You can print survey maps for Pepin County from the Bureau of Land Management, General Land Office Records site at glorecords.blm.gov. Many survey notes haven't yet been scanned and made available online. I printed out Pepin County's survey notes at the Archives of the Wisconsin Historical Society in Madison.

General notes for the township state that the land was very thinly timbered with oak. Undergrowth was oak, aspen, red root, fern, prairie willow, vines, etc. Soil was second rate.

Here's what Samuel Durkam, Deputy Surveyor, had to say about the area where Henry Quiner and Charles Ingalls would later call home:

This is a very rough, hilly, and broken township of land.

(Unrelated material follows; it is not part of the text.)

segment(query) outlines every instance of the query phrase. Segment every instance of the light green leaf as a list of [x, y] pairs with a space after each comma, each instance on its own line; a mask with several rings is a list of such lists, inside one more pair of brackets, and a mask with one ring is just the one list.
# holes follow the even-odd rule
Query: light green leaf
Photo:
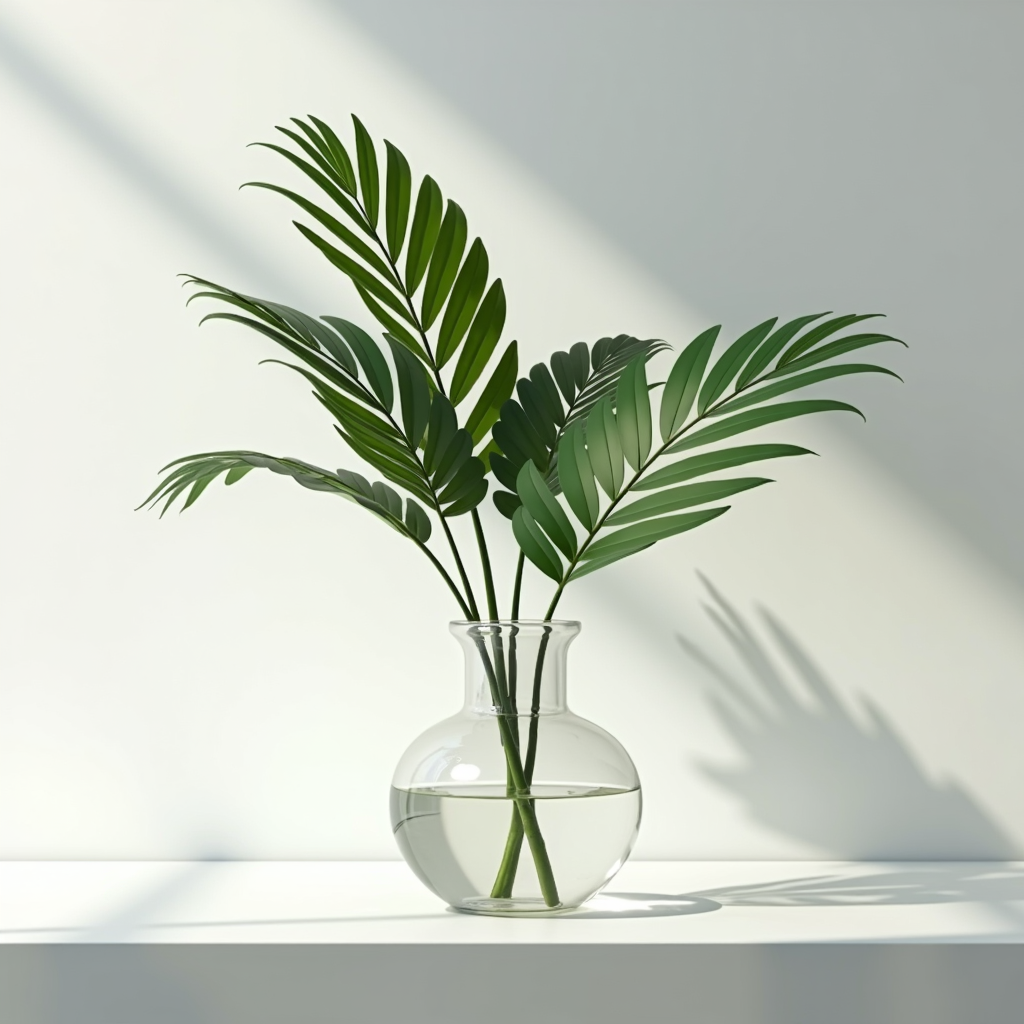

On many of the ridges there is good oak timber. But in the aggregate it is thinly timbered and covered with brush. In some places the brush is very thick and in others so scattering but very little timber that it is almost entitled to the name of prairie - perhaps the term "brushy prairie" would convey the best idea of a portion of it. There are no settlers here yet and apparently but little inducement for them.